1. Enracinement du phénomène de la violence dans l’univers mental libanais
Plus de 25 ans après la fin de la guerre civile, le pays du Cèdre n’en finit pas de subir les éclosions de violence sous diverses formes. Violence armée d’abord, les armes, lourdes comme légères, restant aux mains de nombreux clans, groupes, partis et milices qui en font régulièrement usage sans que les autorités libanaises, émanation d’un Etat impuissant, ne puissent éradiquer ce phénomène de violence post-guerre civile, que les observateurs ont qualifié de « conflits de second ordre ».
On ne compte plus les clashs armés dans le pays, qu’il s’agisse de règlements de compte entre factions rivales (dans le cadre du crime organisé notamment), ou de rixes communautaires (les récents combats de Beb el Tebbeneh et Jabal Mohsen à Tripoli ou encore les incidents plus anciens du 7 mai 2008).
La violence s’est durablement enracinée dans le quotidien des Libanais, s’agissant du volet politique mais aussi sociétal, dans un contexte où un simple incident de circulation risque aboutir à un déballage d’armes et de brutalité. La nervosité et l’agressivité règnent, gagnant un nombre grandissant de familles rongées par les problèmes socio-économiques et l’inégalité de l’accès aux ressources et aux services de base comme une éducation de qualité, les soins médicaux ou une pension de retraite.
Se faisant, les enfants sont les premiers à payer le prix de ces frustrations, victimes d’abus, généralement accompagnés de violence conjugale à l’encontre des femmes, conduisant parfois à des situations tragiques.
2. Echec des pouvoirs publics pour endiguer la violence au Liban
Depuis l’établissement de ce qui fut considéré comme une « seconde indépendance » du Liban suite au retrait des forces syriennes du pays le 25 avril 2005, les responsables politiques ne se sont guère préoccupés de s’attaquer aux sources de la violence dans le pays, ni dans son aspect politico-confessionnel et encore moins pour résorber les manifestations de la crise économique et sociale qui touche de plus en plus de familles libanaises et notamment les jeunes.
L’assassinat de l’ancien premier ministre Rafic Hariri deux mois plus tôt représente d’ailleurs une parfaite illustration de la poursuite de la violence politique dans le pays. Devant l’ampleur de ce crime politique, la justice libanaise, traditionnellement impuissante pour percer les tenants et aboutissants de ce type de situations, dut déléguer ses prérogatives au Tribunal Spécial pour le Liban par décision du Conseil de Sécurité des Nations Unies.
La mise en place de ce tribunal fut concomitante avec la poursuite des assassinats et tentatives d’assassinat de nombreuses personnalités journalistiques et politiques dans la période de grande perturbation qui frappa le Liban à cette époque. Parallèlement, à l’été 2006, la guerre refit son apparition lorsque Israël décida de pilonner le Liban et d’en raser ses villages (notamment au Sud-Liban) pour tenter de neutraliser le Hezbollah, son ennemi juré, dépositaire officiel de la « résistance armée à Israël » selon les termes des déclarations de politique générale des gouvernements successifs du pays qui obtinrent la confiance du Parlement sur la base de ces mandats.

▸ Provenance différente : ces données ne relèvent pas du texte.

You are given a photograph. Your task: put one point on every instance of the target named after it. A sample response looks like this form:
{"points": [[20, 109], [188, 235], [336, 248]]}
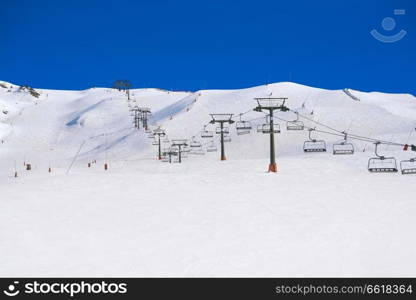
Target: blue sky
{"points": [[191, 45]]}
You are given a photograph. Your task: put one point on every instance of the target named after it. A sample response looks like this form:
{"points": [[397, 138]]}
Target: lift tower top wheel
{"points": [[221, 119], [271, 104]]}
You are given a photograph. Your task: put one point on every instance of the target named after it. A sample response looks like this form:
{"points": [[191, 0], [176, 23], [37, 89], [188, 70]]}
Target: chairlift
{"points": [[295, 124], [381, 164], [243, 127], [197, 151], [314, 145], [206, 134], [194, 143], [408, 166], [343, 147], [212, 147], [225, 130], [265, 128], [260, 128]]}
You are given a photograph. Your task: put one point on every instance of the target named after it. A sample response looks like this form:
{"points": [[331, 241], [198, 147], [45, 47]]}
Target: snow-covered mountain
{"points": [[320, 215], [56, 123]]}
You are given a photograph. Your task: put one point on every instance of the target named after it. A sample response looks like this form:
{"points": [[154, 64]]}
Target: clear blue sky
{"points": [[190, 45]]}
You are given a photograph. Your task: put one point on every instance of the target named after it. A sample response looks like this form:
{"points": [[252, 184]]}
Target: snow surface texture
{"points": [[320, 215]]}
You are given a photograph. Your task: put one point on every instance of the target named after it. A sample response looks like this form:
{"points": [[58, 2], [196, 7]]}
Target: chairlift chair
{"points": [[227, 138], [243, 127], [266, 128], [260, 128], [408, 166], [381, 164], [225, 130], [206, 133], [212, 147], [295, 124], [194, 143], [314, 145], [343, 147]]}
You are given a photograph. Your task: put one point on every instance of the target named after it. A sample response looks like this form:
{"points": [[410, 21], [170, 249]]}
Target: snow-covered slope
{"points": [[320, 215], [58, 122]]}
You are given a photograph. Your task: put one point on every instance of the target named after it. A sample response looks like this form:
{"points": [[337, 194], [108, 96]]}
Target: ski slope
{"points": [[320, 215]]}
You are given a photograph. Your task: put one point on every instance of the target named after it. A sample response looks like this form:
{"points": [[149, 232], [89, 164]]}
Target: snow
{"points": [[320, 215]]}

3. Ténacité de la société civile dans son combat contre la violence malgré de maigres résultats à court terme
L’association UMAM – Documentation and Research, fondée en 2004 par Lokman Slim, a quant à elle produit un « guide de la paix et de la guerre à l’attention des Libanais » qui offre une riche documentation sur les évènements de la guerre civile. L’ONG s’est ainsi donné un rôle important en matière de conservation de la mémoire de la violence de la guerre afin de se souvenir du sort des victimes de ces exactions jusqu’à présent restées impunies.

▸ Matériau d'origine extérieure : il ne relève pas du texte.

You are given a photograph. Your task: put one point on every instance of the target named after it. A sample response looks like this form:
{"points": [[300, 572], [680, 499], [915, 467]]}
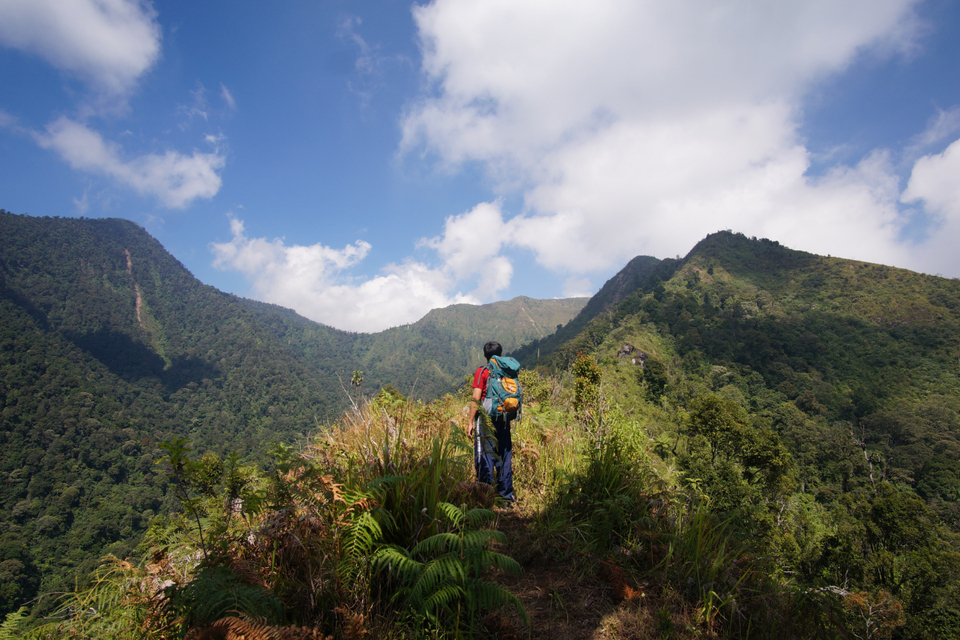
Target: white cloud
{"points": [[638, 127], [935, 182], [469, 248], [107, 43], [313, 280], [173, 178]]}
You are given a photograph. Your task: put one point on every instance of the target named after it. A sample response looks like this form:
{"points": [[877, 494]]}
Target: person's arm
{"points": [[474, 403]]}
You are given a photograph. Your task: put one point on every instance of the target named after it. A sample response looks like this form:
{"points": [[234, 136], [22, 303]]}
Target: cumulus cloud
{"points": [[934, 184], [173, 178], [639, 127], [107, 43], [315, 281]]}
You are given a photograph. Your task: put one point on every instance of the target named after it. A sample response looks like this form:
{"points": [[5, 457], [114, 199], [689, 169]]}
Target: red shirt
{"points": [[480, 377]]}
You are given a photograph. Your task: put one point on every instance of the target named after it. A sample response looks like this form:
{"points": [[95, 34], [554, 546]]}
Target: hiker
{"points": [[496, 390]]}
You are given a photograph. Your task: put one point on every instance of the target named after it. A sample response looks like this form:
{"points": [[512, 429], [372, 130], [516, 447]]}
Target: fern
{"points": [[214, 591], [442, 577]]}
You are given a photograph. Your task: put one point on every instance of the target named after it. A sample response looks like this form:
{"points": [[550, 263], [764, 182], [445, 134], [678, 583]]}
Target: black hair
{"points": [[492, 349]]}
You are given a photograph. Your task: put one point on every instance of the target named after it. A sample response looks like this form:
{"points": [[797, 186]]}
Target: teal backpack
{"points": [[504, 398]]}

Dernier exemple dans cette typologie proposée des acteurs de la société civile libanaise oeuvrant à résorber le phénomène de violence au Liban, l’association des Combattants pour la Paix (Fighters for Peace), aujourd’hui dirigée par Ziad Saab, qui concentre des anciens miliciens devenus des ambassadeurs de la paix et de la non violence. Ces appels « des combattants d’hier à ceux d’aujourd’hui » à ne pas répéter leurs propres erreurs fait office de place forte soutenant l’idée de creuset pour une culture de concorde et de coexistence avec notamment pour slogan : « dans une guerre civile, tout le monde est perdant ».
Beaucoup de ces ONGs citées ci-dessus forment d’ailleurs un Collectif qui s’intitule « Notre unité constitue notre salut » (Wahdatouna Khalassouna) dont le but affiché est justement de « travailler ensemble pour consolider la paix civile et la protection des droits de l’homme et du citoyen » au Liban. Cette riche mosaïque de la société civile libanaise se veut endossant le rôle de « prophètes de la paix » en direction de la collectivité libanaise dans sa riche diversité, tout comme elle aspire à agir en groupe de pression à l’égard de responsables politiques afin d’en influencer les décisions.

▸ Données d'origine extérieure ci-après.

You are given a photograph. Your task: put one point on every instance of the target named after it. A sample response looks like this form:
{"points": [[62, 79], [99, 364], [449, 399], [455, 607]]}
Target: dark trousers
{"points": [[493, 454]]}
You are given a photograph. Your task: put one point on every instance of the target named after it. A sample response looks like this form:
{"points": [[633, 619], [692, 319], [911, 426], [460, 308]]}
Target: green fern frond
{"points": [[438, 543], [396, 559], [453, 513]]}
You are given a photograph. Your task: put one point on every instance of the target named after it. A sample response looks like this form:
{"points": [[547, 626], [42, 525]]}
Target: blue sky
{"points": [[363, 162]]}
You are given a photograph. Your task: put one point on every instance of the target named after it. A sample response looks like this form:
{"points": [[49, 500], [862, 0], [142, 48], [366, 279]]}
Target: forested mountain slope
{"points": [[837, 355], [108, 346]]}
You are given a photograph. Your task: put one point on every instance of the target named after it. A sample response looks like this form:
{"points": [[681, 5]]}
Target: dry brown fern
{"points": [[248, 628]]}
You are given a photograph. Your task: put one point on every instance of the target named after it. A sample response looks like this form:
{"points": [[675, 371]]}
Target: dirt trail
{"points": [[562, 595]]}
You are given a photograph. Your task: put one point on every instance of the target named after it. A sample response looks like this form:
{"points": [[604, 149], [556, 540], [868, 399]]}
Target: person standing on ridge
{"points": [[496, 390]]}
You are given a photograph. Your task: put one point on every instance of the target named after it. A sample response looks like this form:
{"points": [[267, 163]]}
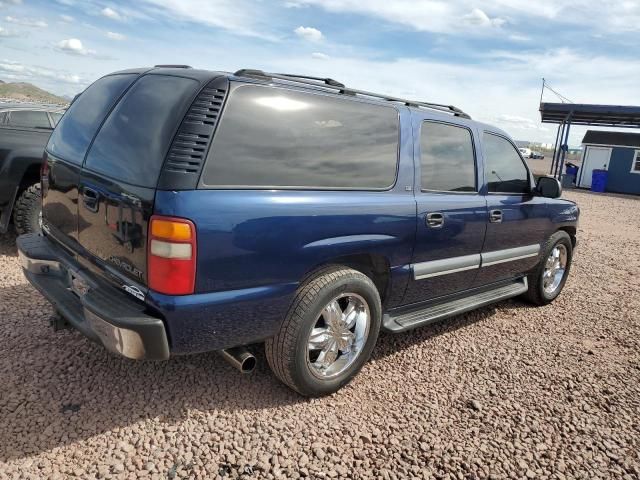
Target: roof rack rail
{"points": [[172, 66], [335, 85]]}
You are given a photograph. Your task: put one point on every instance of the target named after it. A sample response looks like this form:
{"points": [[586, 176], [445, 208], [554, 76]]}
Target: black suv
{"points": [[24, 132], [188, 211]]}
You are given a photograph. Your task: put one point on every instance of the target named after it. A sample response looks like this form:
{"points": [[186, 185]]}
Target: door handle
{"points": [[435, 220], [90, 199]]}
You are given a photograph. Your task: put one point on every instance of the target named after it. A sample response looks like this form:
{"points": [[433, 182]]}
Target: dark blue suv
{"points": [[188, 211]]}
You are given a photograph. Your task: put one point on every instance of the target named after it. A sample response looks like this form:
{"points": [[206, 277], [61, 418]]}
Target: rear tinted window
{"points": [[133, 142], [447, 158], [75, 130], [29, 119], [55, 117], [276, 138], [504, 169]]}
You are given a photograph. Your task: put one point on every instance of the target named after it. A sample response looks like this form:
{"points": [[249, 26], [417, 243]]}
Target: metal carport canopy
{"points": [[595, 115]]}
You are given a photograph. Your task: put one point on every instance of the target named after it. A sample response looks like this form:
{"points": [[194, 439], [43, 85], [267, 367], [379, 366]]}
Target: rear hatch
{"points": [[117, 173]]}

En revanche, force est de constater que la réactivité de ces derniers n’est pas au rendez-vous. En effet, les entrepreneurs politico-communautaires n’expriment aucune réceptivité au concept de consolidation de la paix, mais contribuent au contraire à alimenter les facteurs de cette « fausse paix » qui a cours aujourd’hui dans le pays. Ces derniers sont également réticents à l’idée de s’attaquer aux racines de la violence dans sa dimension sociale et économique et s’accrochent au pouvoir en piétinant la Constitution et sapant les institutions républicaines.
Dans ces conditions, force reste de constater que la société civile libanaise, malgré sa présence tentaculaire et son poids dans l’espace public, n’a finalement que peu d’influence sur l’agenda politique des décideurs. De ce fait, le curseur de ces ONGs reste cantonné aux quelques points d’entrée qu’elles ont collectivement réussi à forcer dans la carapace étatique, confisquée par les entrepreneurs politico-communautaires au fil des années.
C’est ainsi que la société civile a tout de même pu apposer sa marque et produire un certain impact dans le contexte libanais. Tout d’abord, en martelant le concept du « Liban-message », la société civile se pose en dernier rempart de la coexistence pacifique et du vivre ensemble au Liban. En cela, ces activistes gardent vivante l’option de l’Etat civil et non communautariste auquel ils aspirent pour les citoyens, même si ce message a du mal à percer dans l’environnement social et politique libanais. De même, l’action de la société civile a le mérite d’avoir développé les outils nécessaires en vue d’un éventuel déroulement d’un véritable processus de réconciliation au Liban, et ce malgré l’absence de volonté politique sur la question. Il n’empêche que l’expertise des ONGs sur ce terrain constitue une indispensable ressource pour espérer un jour accomplir la justice et affermir le lien social.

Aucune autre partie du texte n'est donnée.